Another trait that marks them is that they have high levels of both vulnerability and courage. As Martha Nussbaum wrote in her great book “Upheavals of Thought,” to be emotional is to attach yourself to something you value supremely but don’t fully control. To be passionate is to put yourself in danger.

Living with this danger requires a courage that takes two forms. First, people with passion have the courage to dig down and play with their issues. We all have certain core concerns and tender spots that preoccupy us through life. Writers and artists may change styles over the course of their careers, but most of them are turning over the same few preoccupations in different ways. For Lady Gaga fame and body issues predominate — images of mutilation recur throughout her videos. She is always being hurt or thrown off balconies.

Passionate people often discover themselves through play. Whether scientists, entrepreneurs, cooks or artists, they explore their issues the way children explore the possibilities of Play-Doh. They use imagination to open up possibilities and understand their emotional histories. They delight in new ways to express themselves, expand their personalities and move toward their goals. Gaga, to continue with today’s example, has always had a sense of humor about her projects, about the things that frighten and delight her.

Second, people with passion have the courage to be themselves with abandon. We all care what others think about us. People with passion are just less willing to be ruled by the tyranny of public opinion.

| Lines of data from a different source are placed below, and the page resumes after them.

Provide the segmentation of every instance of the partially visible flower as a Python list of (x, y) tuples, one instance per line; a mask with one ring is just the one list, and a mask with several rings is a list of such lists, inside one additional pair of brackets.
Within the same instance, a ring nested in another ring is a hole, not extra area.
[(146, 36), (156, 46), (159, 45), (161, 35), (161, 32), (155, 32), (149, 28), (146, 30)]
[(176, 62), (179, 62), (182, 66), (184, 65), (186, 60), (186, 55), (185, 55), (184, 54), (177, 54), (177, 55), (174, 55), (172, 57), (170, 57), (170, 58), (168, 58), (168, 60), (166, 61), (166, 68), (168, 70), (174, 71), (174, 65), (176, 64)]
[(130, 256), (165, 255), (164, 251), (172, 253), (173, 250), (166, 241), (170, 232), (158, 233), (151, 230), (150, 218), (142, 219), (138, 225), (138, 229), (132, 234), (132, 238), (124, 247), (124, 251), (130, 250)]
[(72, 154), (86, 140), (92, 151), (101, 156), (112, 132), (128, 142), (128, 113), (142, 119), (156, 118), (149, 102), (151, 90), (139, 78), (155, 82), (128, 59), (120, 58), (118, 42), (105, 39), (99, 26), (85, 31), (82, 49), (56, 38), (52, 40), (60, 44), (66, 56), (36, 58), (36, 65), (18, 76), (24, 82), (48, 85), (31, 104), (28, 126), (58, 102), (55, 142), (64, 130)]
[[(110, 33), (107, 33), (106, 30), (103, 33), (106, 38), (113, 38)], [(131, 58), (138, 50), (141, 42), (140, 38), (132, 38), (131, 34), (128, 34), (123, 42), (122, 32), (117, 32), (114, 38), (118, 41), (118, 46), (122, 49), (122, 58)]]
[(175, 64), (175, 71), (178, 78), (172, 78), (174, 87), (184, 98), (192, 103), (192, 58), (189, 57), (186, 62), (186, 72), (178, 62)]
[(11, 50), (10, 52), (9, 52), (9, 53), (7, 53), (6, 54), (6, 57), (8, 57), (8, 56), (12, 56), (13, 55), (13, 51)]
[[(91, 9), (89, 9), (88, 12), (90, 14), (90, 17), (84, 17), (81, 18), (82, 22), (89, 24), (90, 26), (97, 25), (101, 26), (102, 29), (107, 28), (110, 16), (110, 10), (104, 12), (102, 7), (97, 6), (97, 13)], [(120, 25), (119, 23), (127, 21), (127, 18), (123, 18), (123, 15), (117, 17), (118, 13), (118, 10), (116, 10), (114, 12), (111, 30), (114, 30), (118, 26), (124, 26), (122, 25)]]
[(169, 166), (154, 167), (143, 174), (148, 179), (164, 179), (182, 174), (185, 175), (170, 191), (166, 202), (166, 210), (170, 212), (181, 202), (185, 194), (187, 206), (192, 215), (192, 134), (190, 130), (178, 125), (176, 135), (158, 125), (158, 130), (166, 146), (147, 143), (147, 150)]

As the saying goes, they somehow get on the other side of fear. They get beyond that fog that is scary to approach. Once through it they have more freedom to navigate. They opt out of things that are repetitive, routine and deadening. There’s even sometimes a certain recklessness there, a willingness to throw their imperfect selves out into public view while not really thinking beforehand how people might react. Gaga is nothing if not permanently out there; the rare celebrity who is willing to portray herself as a monster, a witch or disturbing cyborg — someone prone to inflicting pain.

Who would you be and what would you do if you weren’t afraid?

Lady Gaga is her own unique creature, whom no one could copy. But she is indisputably a person who lives an amplified life, who throws her contradictions out there, who makes herself a work of art. People like that confront the rest of us with the question a friend of mine perpetually asks: Who would you be and what would you do if you weren’t afraid?